Art. 5 Nr. 1 EuGVVO, auf den sich die Klägerin in erster Instanz subsidiär stützte, setzt für die Klage gegen eine Person in einem anderen Mitgliedstaat als jenem, in dem sie ihren Wohnsitz hat, voraus, dass ein Vertrag oder Ansprüche aus einem Vertrag den Gegenstand des Verfahrens bilden. Dies ist hier nicht der Fall. Die Klägerin negierte in erster Instanz ausdrücklich ein Vertragsverhältnis zum Erstbeklagten und auch zum Zweitbeklagten, mit dem sie laut Klageerzählung nichts zu tun hatte. Sie macht auch keine Ansprüche aus einem Vertrag gegen die Beklagten geltend, insbesondere auch nicht die Herausgabe des Fahrzeugs oder eine allfällige „Rückabwicklung“. Nach der Rechtsprechung versteht Art. 5 Nr. 1 EuGVVO unter der erfüllten oder zu erfüllenden Verpflichtung diejenige Verpflichtung, die den Gegenstand der Klage bildet (5 Ob 312/01w ua). Gegenstand der vorliegenden Klage ist jedoch keine Verpflichtung der Beklagten, sondern die Feststellung des Eigentums der Klägerin und der mangelnden Echtheit einer Urkunde.
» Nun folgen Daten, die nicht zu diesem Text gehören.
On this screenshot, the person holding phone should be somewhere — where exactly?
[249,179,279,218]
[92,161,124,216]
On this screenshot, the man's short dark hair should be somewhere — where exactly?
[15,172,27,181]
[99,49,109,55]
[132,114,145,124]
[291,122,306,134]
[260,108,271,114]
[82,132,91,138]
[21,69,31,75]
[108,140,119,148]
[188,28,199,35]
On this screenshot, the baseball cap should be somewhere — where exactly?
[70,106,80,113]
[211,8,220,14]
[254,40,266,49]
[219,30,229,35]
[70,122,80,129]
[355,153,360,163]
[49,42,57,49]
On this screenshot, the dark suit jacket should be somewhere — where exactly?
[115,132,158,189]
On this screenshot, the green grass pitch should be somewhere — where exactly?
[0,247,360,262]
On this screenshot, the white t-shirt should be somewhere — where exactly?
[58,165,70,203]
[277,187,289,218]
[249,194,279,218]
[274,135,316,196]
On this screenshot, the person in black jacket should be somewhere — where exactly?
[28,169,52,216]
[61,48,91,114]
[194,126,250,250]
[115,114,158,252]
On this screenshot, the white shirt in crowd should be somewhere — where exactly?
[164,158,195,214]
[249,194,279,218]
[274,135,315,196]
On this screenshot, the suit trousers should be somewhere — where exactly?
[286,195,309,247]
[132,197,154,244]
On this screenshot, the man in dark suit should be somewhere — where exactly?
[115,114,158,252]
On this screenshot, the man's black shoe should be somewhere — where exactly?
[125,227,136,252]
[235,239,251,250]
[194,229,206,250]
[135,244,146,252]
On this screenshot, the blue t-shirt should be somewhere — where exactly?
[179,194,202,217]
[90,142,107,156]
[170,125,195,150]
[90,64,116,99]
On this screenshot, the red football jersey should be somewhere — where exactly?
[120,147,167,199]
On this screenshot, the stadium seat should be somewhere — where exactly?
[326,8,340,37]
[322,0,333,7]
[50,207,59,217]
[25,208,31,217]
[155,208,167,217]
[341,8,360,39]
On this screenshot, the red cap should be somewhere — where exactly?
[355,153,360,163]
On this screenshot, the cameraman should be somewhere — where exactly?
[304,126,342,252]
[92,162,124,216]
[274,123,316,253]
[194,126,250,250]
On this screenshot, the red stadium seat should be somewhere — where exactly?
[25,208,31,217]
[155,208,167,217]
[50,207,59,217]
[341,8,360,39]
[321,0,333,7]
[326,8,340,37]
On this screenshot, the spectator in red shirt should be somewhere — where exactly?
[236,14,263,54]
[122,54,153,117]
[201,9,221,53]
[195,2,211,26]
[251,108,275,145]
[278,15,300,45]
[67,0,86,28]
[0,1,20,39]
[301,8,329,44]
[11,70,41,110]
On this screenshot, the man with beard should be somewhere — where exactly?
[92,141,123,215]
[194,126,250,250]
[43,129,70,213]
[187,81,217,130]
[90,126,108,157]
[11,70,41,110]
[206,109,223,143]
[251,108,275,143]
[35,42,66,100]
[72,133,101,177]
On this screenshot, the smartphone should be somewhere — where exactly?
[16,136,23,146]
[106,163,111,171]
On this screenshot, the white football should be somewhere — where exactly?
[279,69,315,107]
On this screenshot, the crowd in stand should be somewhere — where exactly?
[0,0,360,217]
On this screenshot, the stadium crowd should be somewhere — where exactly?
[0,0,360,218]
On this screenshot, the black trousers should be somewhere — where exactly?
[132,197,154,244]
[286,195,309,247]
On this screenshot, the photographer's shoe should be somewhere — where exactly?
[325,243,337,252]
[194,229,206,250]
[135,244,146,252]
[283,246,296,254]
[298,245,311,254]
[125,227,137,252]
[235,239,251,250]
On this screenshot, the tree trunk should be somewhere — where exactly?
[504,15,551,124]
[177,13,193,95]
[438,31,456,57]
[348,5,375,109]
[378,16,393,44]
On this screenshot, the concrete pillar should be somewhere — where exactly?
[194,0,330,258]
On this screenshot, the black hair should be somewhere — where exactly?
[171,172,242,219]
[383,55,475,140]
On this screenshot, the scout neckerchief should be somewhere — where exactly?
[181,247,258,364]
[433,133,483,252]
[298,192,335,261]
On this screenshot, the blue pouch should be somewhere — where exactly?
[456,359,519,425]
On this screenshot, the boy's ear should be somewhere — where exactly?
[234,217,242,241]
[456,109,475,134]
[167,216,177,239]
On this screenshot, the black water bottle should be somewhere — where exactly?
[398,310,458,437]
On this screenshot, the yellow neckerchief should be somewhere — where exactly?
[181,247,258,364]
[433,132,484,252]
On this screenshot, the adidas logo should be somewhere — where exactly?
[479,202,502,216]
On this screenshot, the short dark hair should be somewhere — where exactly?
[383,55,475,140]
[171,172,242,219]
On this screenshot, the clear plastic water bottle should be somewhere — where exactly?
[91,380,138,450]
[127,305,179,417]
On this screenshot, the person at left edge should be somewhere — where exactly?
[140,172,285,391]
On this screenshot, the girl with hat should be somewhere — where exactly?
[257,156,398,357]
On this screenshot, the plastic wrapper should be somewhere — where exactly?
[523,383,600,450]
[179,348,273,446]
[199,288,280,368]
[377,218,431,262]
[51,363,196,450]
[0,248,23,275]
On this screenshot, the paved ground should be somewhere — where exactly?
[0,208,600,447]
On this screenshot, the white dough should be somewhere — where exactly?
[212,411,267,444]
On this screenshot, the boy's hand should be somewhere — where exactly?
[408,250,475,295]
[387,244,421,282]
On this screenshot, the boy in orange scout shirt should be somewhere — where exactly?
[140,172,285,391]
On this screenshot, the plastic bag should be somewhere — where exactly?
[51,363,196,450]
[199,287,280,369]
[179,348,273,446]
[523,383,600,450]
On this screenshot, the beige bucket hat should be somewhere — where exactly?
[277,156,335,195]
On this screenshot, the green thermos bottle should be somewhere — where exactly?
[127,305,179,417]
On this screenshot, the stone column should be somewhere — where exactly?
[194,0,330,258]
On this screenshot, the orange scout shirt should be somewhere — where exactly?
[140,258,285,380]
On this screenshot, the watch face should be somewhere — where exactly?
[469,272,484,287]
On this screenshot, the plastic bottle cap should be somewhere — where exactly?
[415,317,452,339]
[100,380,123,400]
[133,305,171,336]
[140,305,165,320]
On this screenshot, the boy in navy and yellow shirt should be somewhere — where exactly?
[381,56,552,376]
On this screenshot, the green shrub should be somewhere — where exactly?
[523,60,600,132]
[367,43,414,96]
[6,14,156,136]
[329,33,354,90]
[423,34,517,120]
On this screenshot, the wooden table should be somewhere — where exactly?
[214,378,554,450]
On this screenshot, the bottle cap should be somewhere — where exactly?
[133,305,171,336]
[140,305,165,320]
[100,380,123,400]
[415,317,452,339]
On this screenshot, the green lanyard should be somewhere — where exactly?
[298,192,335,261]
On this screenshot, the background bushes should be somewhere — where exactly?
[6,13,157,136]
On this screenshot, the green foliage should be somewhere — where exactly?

Der Erfüllungsgerichtsstand nach Art. 5 Nr. 1 EuGVVO kann zwar auch zur Klärung der Frage, ob ein Vertrag zustandegekommen ist, in Anspruch genommen werden (Brenn, Europäischer Zivilprozess Rn. 65 ua), aber auch darauf zielt das Feststellungsbegehren der Klägerin nicht ab; die Klägerin will mit ihrer Klage nicht das Bestehen oder Nichtbestehen eines Rechtsverhältnisses zu den Beklagten festgestellt haben. Neben der Feststellung des Eigentumsrechts der Klägerin geht es ihr nur um die Tatsache der mangelnden Echtheit einer Urkunde.
Zusammenfassend genügt es für die Zulässigkeit des Revisionsrekurses nicht, bloß auf das Rahmengeschehen bezügliche Fragen aufzuwerfen, die bei der Entscheidung über den Sachantrag nicht gelöst werden müssen und daher auch nicht „präjudiziell“ sind (vgl Zechner in Fasching/Konecny² IV/1 § 502 ZPO Rn. 10, 60 mwN; 9 ObA 125/08k ua). Mangels erheblicher Rechtsfrage iSd § 528 Abs. 1 ZPO ist daher der Revisionsrekurs der Klägerin, ungeachtet seiner Zulassung durch das Rekursgericht, zurückzuweisen.